The Trump administration wants to make massive cuts in research while claiming to spend MORE money on science.
The TRUMP Government, led by The Secretary of HHS and the Director of the OMB, have previously proposed draconian cuts to the NIH budget. Now we know the vehicle for the cuts .. an attack on indirect costs.
This is politically dangerous because the public often sees indirect costs as a form of profit to universities. Private universities, like Harvard or Hopkins, have used indirect costs to build facilities even beyond what their huge endowments would allow. Indeed here in WASTATE, the push for a new medical school in Spokane, under Washington State University, was sold as a way to bring federal funding for research. If these “profits” fizzle it is not at all clear how Spokane can support this new school.
The problems, however, are not limited to the ambitions of rural entrepreneurs. First the Hutch and now the South Lake Union campus in Seattle were built on the belief that the costs could come out of future income from indirect costs. If these go away, the UW simply may not have the endowment to support this expansion unless some one of our local billionaires decides to turn the UW into a Northwest version of such well endowed private schools like Stanford or Harvard.

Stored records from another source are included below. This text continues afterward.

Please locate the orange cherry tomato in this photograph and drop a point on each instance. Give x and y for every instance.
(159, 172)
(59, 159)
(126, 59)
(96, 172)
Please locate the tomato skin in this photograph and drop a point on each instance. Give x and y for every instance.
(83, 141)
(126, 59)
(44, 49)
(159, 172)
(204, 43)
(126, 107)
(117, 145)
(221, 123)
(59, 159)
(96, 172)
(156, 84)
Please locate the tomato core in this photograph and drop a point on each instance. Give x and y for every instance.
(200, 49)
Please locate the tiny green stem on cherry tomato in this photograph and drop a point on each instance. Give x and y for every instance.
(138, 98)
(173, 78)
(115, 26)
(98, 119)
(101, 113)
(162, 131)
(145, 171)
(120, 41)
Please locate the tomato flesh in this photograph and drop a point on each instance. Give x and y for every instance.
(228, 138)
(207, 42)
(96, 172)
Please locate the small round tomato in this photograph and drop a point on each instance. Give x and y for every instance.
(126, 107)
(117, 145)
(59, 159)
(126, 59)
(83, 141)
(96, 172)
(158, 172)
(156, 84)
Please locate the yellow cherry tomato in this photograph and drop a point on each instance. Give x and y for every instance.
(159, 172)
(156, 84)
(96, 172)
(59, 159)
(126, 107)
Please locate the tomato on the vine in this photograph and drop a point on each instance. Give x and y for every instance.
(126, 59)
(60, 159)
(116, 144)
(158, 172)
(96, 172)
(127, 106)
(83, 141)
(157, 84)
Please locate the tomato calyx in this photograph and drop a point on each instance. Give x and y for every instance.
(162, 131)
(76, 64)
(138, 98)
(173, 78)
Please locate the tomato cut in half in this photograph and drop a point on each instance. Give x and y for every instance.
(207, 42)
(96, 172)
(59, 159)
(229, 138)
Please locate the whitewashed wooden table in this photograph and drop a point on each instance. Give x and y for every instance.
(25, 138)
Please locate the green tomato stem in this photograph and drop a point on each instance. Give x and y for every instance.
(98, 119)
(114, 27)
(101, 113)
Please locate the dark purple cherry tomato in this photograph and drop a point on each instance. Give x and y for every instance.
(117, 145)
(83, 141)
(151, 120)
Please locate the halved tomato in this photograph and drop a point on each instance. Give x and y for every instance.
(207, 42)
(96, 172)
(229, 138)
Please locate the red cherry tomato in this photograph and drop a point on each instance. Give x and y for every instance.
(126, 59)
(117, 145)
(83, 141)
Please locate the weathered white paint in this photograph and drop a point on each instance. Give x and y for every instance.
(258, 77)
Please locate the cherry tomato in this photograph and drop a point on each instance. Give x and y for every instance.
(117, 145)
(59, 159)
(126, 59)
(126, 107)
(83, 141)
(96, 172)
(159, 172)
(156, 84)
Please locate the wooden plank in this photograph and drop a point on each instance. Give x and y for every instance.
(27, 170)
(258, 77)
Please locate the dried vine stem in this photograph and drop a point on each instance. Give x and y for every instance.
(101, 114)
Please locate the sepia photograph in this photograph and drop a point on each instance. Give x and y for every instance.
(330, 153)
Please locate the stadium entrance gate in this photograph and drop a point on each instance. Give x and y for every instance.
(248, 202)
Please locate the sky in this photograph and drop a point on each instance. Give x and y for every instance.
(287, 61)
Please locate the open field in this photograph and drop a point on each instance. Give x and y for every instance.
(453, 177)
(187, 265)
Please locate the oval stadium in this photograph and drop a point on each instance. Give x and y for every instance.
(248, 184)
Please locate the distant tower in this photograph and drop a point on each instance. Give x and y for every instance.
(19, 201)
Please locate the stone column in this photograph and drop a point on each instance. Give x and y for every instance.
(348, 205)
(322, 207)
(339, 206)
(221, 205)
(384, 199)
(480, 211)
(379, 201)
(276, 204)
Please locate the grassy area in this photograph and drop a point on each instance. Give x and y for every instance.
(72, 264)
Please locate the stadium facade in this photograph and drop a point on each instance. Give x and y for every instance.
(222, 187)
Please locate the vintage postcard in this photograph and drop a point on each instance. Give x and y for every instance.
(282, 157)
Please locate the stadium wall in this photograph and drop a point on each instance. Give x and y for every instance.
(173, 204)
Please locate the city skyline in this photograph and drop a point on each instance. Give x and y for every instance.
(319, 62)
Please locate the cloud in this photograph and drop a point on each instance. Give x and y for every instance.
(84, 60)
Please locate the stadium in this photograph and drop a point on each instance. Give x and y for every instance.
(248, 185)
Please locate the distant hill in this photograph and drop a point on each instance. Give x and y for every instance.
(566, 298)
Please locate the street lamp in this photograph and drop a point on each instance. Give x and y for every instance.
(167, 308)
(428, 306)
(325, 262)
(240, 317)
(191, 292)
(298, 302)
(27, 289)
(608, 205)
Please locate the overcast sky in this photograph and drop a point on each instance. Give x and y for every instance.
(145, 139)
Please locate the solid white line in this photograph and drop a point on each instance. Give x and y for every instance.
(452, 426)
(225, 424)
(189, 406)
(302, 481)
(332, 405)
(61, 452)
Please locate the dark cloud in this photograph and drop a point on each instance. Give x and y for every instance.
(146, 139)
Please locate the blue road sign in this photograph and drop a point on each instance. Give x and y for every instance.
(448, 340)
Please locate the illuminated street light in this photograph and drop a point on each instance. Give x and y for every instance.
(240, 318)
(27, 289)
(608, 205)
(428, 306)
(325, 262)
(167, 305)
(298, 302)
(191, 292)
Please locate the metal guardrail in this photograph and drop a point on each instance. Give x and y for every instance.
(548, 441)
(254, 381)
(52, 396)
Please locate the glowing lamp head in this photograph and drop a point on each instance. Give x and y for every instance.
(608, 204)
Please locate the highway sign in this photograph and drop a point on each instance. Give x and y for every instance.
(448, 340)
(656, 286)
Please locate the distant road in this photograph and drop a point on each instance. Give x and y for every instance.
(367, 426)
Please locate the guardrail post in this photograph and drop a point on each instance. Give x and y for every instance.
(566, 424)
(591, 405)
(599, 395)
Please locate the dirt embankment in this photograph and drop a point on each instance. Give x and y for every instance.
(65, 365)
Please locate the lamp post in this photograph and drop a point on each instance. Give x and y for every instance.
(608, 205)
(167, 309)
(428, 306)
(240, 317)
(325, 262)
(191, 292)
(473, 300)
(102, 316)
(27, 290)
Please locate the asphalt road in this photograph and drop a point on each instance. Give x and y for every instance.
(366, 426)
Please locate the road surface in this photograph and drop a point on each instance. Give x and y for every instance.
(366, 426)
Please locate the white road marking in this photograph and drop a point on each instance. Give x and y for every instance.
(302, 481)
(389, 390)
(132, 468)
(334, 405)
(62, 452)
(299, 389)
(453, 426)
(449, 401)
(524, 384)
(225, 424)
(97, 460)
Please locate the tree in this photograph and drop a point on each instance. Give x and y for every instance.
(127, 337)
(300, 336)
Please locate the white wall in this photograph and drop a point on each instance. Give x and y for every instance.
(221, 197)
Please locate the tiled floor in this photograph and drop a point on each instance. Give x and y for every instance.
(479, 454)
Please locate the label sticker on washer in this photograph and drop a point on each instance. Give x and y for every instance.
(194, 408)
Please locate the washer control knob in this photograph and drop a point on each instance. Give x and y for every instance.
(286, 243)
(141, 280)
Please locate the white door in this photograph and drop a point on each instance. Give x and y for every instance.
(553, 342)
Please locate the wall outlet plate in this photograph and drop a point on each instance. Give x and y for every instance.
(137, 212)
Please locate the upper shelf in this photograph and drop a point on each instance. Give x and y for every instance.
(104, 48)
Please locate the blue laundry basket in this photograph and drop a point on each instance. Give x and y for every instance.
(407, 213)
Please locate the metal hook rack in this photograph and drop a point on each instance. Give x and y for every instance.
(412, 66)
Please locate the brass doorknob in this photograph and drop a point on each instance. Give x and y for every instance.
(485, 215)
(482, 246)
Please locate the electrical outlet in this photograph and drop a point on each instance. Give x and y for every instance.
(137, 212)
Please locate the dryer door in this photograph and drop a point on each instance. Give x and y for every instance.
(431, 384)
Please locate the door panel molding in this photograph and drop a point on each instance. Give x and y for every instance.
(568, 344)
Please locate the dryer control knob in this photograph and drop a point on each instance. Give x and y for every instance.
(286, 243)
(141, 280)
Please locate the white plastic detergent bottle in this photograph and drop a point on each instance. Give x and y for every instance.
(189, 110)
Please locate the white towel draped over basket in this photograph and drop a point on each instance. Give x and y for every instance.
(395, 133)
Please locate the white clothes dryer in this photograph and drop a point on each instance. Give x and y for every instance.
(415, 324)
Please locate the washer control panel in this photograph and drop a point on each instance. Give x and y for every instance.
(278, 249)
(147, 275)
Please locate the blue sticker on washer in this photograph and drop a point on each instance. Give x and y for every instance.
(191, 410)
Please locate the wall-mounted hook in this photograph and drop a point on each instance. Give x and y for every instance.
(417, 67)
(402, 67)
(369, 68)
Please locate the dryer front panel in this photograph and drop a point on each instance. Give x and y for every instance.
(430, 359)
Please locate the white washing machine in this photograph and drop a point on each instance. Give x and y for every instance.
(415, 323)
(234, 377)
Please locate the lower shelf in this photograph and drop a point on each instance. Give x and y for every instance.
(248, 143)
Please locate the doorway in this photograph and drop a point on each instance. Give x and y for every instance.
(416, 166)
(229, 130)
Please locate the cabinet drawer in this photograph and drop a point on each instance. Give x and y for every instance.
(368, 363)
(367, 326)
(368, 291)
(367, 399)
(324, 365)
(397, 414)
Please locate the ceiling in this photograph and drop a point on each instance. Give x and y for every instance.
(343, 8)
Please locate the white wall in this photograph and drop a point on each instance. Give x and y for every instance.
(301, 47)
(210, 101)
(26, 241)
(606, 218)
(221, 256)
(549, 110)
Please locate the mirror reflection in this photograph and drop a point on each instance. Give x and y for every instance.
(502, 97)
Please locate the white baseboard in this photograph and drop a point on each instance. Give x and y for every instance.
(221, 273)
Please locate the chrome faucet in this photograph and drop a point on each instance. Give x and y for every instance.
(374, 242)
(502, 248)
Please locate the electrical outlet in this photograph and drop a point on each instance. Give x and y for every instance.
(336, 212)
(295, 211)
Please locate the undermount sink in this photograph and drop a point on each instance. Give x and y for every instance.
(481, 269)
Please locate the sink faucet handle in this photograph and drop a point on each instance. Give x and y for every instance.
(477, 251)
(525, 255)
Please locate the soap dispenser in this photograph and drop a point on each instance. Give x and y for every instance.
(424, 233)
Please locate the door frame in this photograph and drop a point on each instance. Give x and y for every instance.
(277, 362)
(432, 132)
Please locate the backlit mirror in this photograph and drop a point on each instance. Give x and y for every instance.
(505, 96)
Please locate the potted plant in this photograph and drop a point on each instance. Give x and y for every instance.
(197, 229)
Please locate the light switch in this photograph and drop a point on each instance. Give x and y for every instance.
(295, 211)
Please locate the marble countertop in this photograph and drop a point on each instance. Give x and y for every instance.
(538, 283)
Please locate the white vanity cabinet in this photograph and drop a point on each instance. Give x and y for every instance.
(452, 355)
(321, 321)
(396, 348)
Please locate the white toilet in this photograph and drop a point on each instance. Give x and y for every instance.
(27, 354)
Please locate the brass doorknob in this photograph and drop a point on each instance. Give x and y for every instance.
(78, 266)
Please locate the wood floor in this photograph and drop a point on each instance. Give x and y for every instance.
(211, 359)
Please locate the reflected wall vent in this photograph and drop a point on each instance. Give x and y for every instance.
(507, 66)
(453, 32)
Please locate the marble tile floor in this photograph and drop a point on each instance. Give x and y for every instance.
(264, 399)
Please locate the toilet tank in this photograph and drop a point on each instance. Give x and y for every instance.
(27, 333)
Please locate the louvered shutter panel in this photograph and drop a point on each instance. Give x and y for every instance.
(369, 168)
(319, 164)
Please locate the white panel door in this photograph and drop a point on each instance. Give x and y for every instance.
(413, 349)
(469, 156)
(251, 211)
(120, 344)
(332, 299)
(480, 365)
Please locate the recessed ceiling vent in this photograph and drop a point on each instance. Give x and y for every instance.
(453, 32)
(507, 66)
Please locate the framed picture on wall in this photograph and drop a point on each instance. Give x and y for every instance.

Naming rights to research institutes do not come cheap. If Amazon decides to buy the rights to Safeco Field, the Company may shell out a few millions for a 2o year lease on the name. I suspect a reasonable price for the Balmer Biomedical Research Institute or Bezos Medicine would be much higher than the few bucks even Paul Allen or Bill Gates have so far put into other parts of the UW … more like 2 billion than a few tens of million dollars. Or maybe Phil Knight, the biggest donor to the semi-privatized Oregon Health Sciences University would like to create a Husky School of Medicine with the Swoop brand?
Beyond billions for brick and mortar, there are real issues of what is called cost sharing. A huge part of our faculty donates their time to teaching because of their grant support. Facilities like the Health Sciences Library live off these “profits.”
Perhaps most dangerous however, is the lack of transparency in how indirect costs are spent. In most universities, including our own, these federal moneys, as high as 75% of the money spent directly on research, are sent directly to the administration and dispersed without faculty overview. For example, Deans use indirect costs to finance packages offered to new faculty. Again this makes poorly-endowed public universities less competitive than well-endowed private schools. And then there is the role of indirect costs in paying salaries for the administration.